# Duckweed/other floating plants?



## Capricorn (Sep 4, 2010)

Hey guys, I was wondering if any of you used duckweed or other floating plants in your betta tanks... I'm cleaning/sterilizing Nettle's old 5gal before I move Heartseeker from his 2.5gal into it, and when I do that I'm also switching over to all live plants. I've heard duckweed is very prolific, so I was thinking if someone had some in their tanks if they'd be willing to share with me. xD I'd only need four-five individual pieces from what I've read about it.

Aside from that, if not duckweed, what else do you guys think works well for surface-floating plants? I have all of the other plants figured out, I just need one for the top of the tank now.
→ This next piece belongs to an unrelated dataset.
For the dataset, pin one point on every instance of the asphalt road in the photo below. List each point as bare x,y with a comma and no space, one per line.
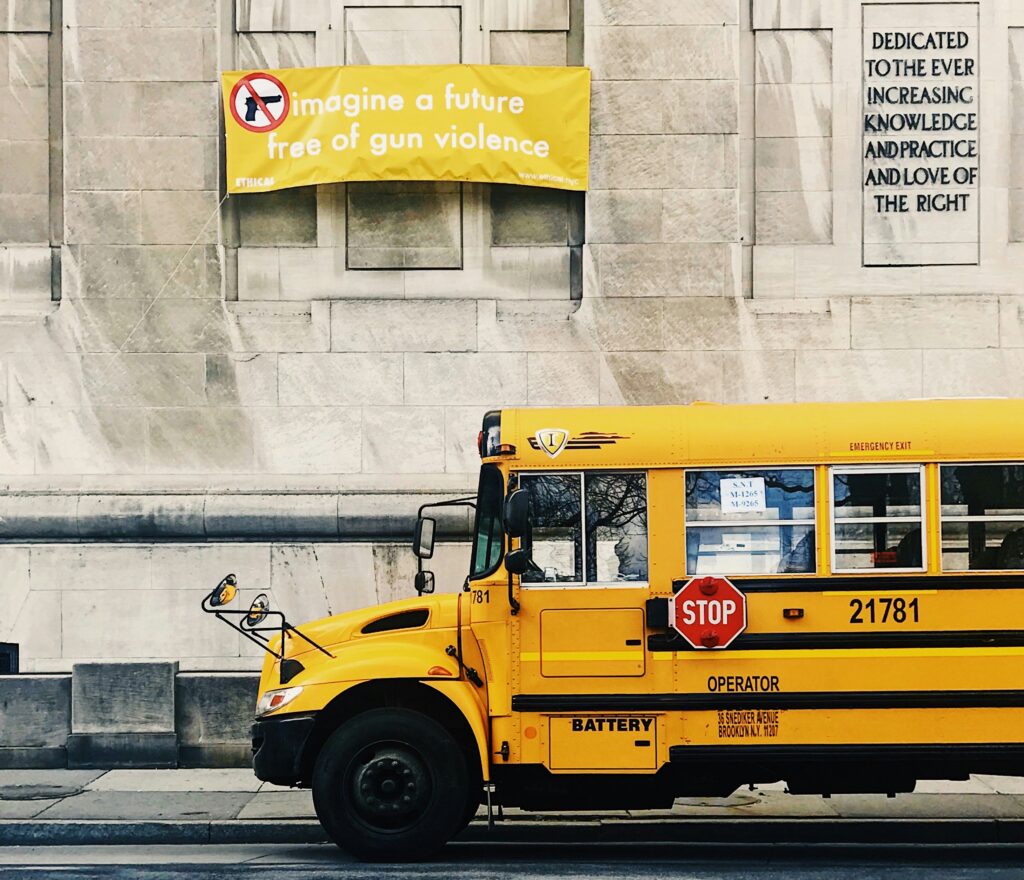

I realize that duckweed can take over the surface, but I also have a tank of hungry goldfish that apparently love to gobble the stuff up.. so I'm not worried about getting rid of it, hahaha.

Thanks!


----------



## Comatose (Nov 7, 2010)

If you wanted duckweed, I don't think you would have to get some from another member. Personally, I would head down to my local pond and collect some.


----------



## Capricorn (Sep 4, 2010)

Well, March in CT is still very cold, there aren't any plants that have started growing yet. xD Also, a lot of ponds in my area are treated with pesticides for algae, so I'd be nervous taking plants from there and adding them into an aquarium. I figured that anyone keeping them in his/her own tank would know that they hadn't been exposed to those.


----------



## Dragonlady (Nov 29, 2010)

I use duckweed, java fern, and water sprite in my fry tanks. This may sound crazy, but I have seen many juvenile betta fish actually eat duckweed! I guess it adds extra fiber and protein to their diet.:lol: I think in some areas duckweed is illegal. Duckweed can really become a nuisance if you do not prune it regularly. My goldfish love to eat duckweed, too.


----------



## vaygirl (Sep 10, 2009)

I got some mini water lettuce from eBay. I love them. They have these pretty roots that hang down. I'll try to get a pic tomorrow.


----------



## Capricorn (Sep 4, 2010)

Ooh, I didn't even think of water lettuce! Maybe I'll check that out too, thanks Vay.


----------



## LittleBettaFish (Oct 2, 2010)

I have a few normal-sized water lettuce growing in my Coccina tank. They like hiding in amongst the roots, and when they were first sorting out the pecking order, they provided a safe place to come to the surface.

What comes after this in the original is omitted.